6月の野草茶

 かつて住んでいた海辺の町の、ちいさなグローサリーから野草茶の注文をいただいた。できたては香りがよいので、毎回、できるだけ発送の直前に調合して袋詰めするようにしている。

 野草茶あわせは、場を整えるところからはじまる。シンクに置いてある洗い物はすべて終え、コンロまわりを磨き、作業台を拭き清める。鉄のフライパンは重曹や灰汁で念入りに洗い、火にかけてしっかりと乾かす。その日によって、ホワイトセージを焚いたり、ろうそくをつけたりと、気持ちが落ち着くような工夫をする。

 野草茶のベースは、高知でよく飲まれているきし豆茶とはぶ茶。はぶ茶は去年作った残りがあとわずかになってきた。去年の夏、汗をかきながら作業したことを思い出す。1メートル以上に伸びたものを、刈り取って、たたいて、切って、干す。今年は去年のこぼれ種からあちらこちらに芽が出たので、せっせと移植して「はぶ茶畑」を作っている。鮮やかな山吹に似た花が咲いた頃に刈り取れば、花付きのはぶ茶ができる。去年はタイミングを逃してしまったので、今年は必ず、と思っている。

 この時期は、春に摘んだ花を使えるのがうれしい。カモミールにローズゼラニウム、それから母子草(ははこぐさ)。カモミールはこれまで花だけ摘み取っていたが、「メキシコでは茎も葉もついたまま乾燥させてお茶にしていて、味も良かった」と聞いて、 あわてて 最後のカモミールを刈り取って干した。仕上がりは上々。花だけ摘むのは大変な手間なので(今年は少ししかできなかった)、来年からはこの方法にしようと思う。ローズゼラニウムはピンクの色も、香りも、伸びる力もすべてが強い。このハーブに出会ったばかりのときは、それほど心ひかれなかったが、数年を経た今、そのまっすぐな強さを持つ花を好ましく思うようになった。

 ハーブは、レモングラスとヴェルヴェーヌ。レモングラスは湿度と気温が高い時にぴったりの清涼感。料理に使えばたちまち東南アジアの雰囲気が生まれる。ヴェルヴェーヌは、4年前に手に入れた一株を大切に育てていて、葉がずいぶんと茂るようになった。ヴェルヴェーヌはフランス語で、英語ではレモンバーベナ。うっとりするような、香水といってもよいくらいの香りに、毎回新鮮な驚きを覚える。
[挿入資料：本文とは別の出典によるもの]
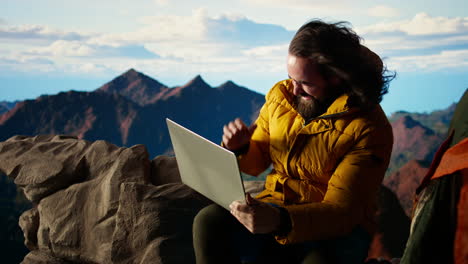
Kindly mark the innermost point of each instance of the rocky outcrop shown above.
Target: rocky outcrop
(98, 203)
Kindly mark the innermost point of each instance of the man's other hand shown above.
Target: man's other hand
(258, 217)
(236, 134)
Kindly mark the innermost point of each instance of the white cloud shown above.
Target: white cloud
(383, 11)
(39, 32)
(421, 24)
(329, 5)
(162, 2)
(445, 60)
(64, 48)
(268, 51)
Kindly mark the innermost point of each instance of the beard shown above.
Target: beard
(309, 109)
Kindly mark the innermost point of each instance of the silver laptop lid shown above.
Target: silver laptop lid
(206, 167)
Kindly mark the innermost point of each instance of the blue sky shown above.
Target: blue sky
(50, 46)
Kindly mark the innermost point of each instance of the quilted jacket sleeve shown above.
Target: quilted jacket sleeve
(354, 183)
(257, 159)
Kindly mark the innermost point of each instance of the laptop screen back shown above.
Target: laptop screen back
(206, 167)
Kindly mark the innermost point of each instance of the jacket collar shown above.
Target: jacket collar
(338, 107)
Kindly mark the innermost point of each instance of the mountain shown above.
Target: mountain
(405, 180)
(412, 140)
(131, 109)
(438, 121)
(136, 86)
(88, 115)
(6, 106)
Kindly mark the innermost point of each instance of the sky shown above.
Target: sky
(50, 46)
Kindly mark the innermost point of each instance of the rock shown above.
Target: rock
(29, 223)
(97, 203)
(39, 257)
(158, 223)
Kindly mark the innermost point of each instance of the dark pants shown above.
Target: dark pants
(219, 238)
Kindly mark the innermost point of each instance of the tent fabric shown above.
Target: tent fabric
(461, 234)
(439, 228)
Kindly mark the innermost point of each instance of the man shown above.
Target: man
(329, 144)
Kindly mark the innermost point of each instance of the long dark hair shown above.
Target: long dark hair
(337, 50)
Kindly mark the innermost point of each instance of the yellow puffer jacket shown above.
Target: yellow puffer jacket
(325, 173)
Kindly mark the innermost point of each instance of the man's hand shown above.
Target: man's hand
(236, 134)
(256, 216)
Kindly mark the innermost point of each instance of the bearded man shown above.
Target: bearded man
(329, 144)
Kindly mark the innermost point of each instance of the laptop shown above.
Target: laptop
(206, 167)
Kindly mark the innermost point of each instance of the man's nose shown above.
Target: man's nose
(297, 90)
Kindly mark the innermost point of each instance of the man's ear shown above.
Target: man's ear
(335, 81)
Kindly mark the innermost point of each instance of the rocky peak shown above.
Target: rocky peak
(229, 85)
(135, 86)
(196, 85)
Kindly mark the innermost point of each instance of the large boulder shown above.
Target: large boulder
(94, 202)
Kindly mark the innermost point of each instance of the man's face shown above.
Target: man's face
(311, 90)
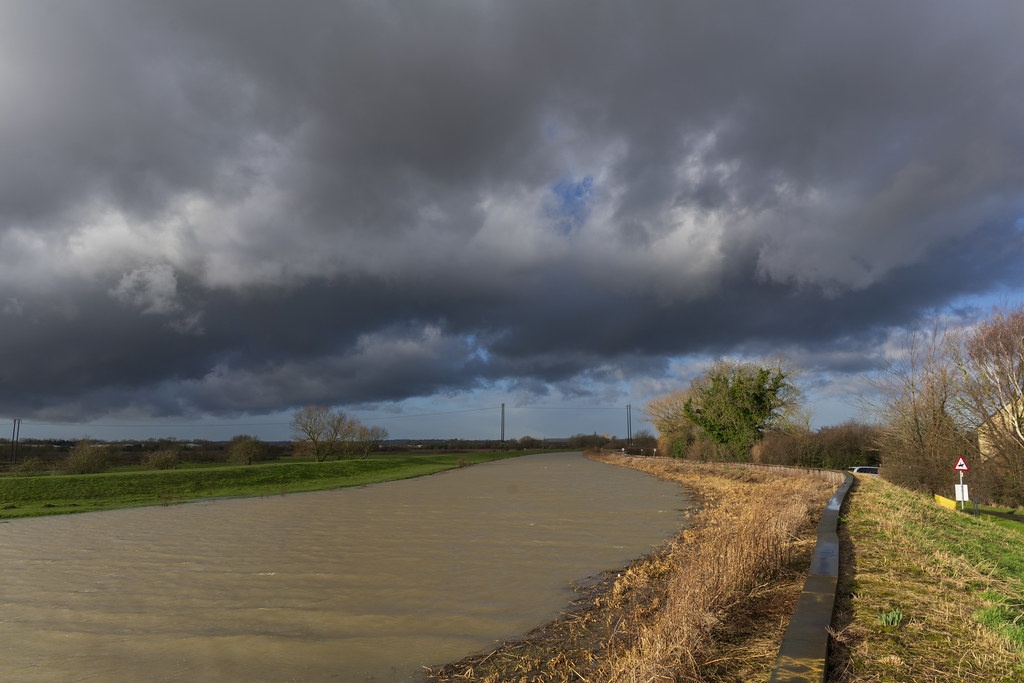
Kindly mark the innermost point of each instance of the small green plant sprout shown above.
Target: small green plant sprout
(892, 619)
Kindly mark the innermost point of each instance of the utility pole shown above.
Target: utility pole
(15, 432)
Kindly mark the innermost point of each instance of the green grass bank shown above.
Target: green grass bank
(926, 593)
(34, 496)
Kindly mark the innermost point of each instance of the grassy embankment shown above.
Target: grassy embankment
(27, 497)
(926, 593)
(711, 605)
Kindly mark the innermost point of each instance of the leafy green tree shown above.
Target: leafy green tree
(734, 402)
(321, 432)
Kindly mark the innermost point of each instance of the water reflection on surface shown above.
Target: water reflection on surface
(345, 585)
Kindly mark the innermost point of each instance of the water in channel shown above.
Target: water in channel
(349, 585)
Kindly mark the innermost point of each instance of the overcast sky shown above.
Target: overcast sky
(213, 212)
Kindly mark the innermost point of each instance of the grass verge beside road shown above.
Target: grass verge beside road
(926, 593)
(28, 497)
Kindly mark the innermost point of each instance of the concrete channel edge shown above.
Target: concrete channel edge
(805, 645)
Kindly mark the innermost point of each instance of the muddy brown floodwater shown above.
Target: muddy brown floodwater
(349, 585)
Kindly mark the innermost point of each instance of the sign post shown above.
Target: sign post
(962, 496)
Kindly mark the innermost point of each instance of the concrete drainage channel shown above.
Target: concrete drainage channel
(805, 645)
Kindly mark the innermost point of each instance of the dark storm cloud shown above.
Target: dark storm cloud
(230, 207)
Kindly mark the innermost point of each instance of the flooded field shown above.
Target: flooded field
(356, 584)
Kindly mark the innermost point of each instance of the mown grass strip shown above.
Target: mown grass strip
(25, 497)
(957, 582)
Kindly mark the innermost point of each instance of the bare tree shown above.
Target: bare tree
(675, 430)
(920, 436)
(321, 432)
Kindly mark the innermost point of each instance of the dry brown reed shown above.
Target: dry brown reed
(731, 549)
(708, 606)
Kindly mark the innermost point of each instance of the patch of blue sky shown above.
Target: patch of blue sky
(572, 206)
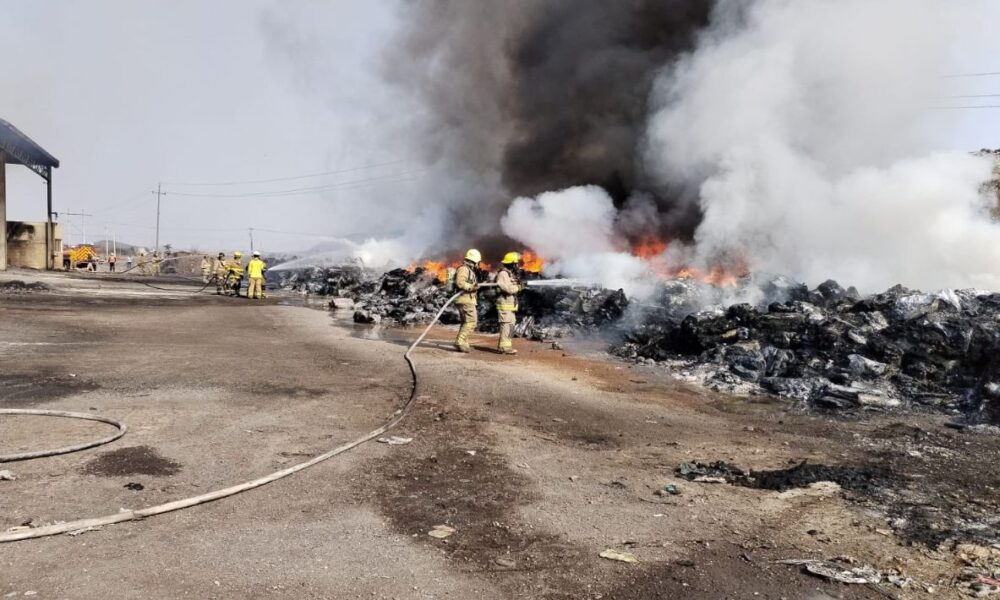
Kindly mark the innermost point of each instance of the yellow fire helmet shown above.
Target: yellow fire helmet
(511, 258)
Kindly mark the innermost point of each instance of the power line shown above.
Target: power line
(988, 74)
(291, 178)
(969, 96)
(131, 200)
(964, 107)
(342, 185)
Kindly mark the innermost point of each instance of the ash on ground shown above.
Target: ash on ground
(17, 286)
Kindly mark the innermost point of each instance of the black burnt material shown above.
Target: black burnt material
(409, 297)
(834, 350)
(862, 480)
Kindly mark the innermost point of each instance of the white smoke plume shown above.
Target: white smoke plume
(575, 230)
(803, 126)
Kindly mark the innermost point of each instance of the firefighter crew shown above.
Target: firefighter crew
(509, 285)
(220, 274)
(467, 284)
(206, 269)
(255, 271)
(234, 274)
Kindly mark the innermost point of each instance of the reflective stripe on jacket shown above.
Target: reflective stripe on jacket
(234, 266)
(509, 287)
(466, 283)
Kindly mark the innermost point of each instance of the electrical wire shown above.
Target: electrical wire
(291, 178)
(399, 177)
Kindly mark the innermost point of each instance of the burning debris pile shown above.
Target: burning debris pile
(414, 295)
(833, 349)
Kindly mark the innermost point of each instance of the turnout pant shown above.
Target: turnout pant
(507, 320)
(467, 315)
(255, 289)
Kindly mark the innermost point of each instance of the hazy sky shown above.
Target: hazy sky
(129, 93)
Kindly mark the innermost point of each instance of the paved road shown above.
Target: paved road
(539, 462)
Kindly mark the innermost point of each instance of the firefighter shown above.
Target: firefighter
(206, 269)
(467, 283)
(509, 285)
(234, 274)
(255, 271)
(220, 274)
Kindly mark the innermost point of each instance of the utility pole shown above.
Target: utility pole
(159, 192)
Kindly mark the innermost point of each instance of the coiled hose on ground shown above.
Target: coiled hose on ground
(134, 515)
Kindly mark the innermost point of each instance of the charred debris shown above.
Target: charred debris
(828, 348)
最初の芽吹きの後にすこし摘み取ったので、脇芽がつぎつぎと出てきた。今年は瓶にたくさん保存できそう。

 ここ数年、とくべつに親密に感じている素材が月桃と黒文字。どちらもお茶にすると淡いピンクベージュになり、すこしスパイシーな、清々しい香りがする。いずれも見た目は地味だが、うちに秘めたものがある植物のような気がしている。

 黒文字は乾燥させた枝を使う。細い部分ははさみで細かに切り、太めの枝は小刀かなにかで削るのだろうが、あいにく道具を持っていない。さてどうしたものか、小刀はいったいどこで買えるのだろう、と思い続けていたが、ふと思いついて出刃包丁をつかったらまずまずの削り心地だった。だけど、もしかしたら、枝の固さは包丁の刃によくないのかもしれない。

干しあがった花付きの十薬

 十薬(どくだみ)は今年はじめて全草(根から花、茎や葉まで全体のこと)を干すことが叶った。ちょうど干しあがったところだったので、うれしくていつもより多めに入れる。きし豆茶とはぶ茶は煙がでるほどに炒って、ハーブや花は繊細なので火を入れずに仕上げに加える。

 細々と作り続けている野草茶は、毎回手元にある素材が違うので、そのときそのときの調合になる。梅雨のただなか、すこしでも気分よくすごしてもらえますように、と思いながら袋にお茶をつめたのだった。